Incorrect definition of the Russian language. Russian language is defined as hungarian.
I beg to nominate this ticket for me. Please just do not carry out work on this ticket. I will do the work.
To refine the results of testing the language of the text.
The simplest solution
The simplest solution: open textcat.jar \ org \ knallgrau \ utils \ textcat \ textcat.conf
and apply it patch textcat.conf.diff (including attached files in this ticket)
Slightly more complex solution:
Unzip complex_solution.tar.bz2 (Take it to the attached files in this ticket)
open textcat.jar \ org \ knallgrau \ utils \ textcat \ textcat.conf
and apply it patch textcat.conf.diff of uncompressed complex_solution.tar.bz2. Then copy the file russian-UTF8.lm (from complex_solution.tar.bz2) in textcat.jar \ org \ knallgrau \ utils \ textcat \ language_fp \ russian-UTF8.lm
This will allow analysis of Russian text in UTF-8 encoding.
Thank you for your patch.
I have a question.
In the textcat.conf, can we only add the "russian-UTF8.lm" line in the textcat.conf ?
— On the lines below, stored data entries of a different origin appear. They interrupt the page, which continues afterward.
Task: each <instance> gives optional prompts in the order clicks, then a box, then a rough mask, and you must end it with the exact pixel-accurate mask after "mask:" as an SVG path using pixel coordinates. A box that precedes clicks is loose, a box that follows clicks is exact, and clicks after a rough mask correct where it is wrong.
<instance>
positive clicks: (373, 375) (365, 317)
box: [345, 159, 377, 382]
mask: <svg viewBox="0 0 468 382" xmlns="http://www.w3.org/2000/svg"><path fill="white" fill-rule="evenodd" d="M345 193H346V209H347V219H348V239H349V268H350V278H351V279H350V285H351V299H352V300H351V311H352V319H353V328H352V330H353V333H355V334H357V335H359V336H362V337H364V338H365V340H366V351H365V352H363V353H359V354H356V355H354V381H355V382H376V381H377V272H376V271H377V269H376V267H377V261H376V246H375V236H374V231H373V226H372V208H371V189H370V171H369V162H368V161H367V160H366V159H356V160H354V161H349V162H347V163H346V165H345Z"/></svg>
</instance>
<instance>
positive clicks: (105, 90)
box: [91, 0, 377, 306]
OpenSearchServer runs only in UTF8.
No, you can not do that, because Many documents in Russian are in cp1251 (windows-1251). For example, I attach the file document in Word. For example, when initializing WordExtractor (this statement applies to PDFBox) no encoding is specified - the text can be returned in the encoding, which was the original document. To be sure, I did a test - put down only a string russianUTF8.lm - finally text again became recognized as a hungarian. I strongly recommend to specify all 4 lines (koi8r, windows1251, iso8859_5 and utf-8) - thus you can avoid mistakes in the recognition of language texts.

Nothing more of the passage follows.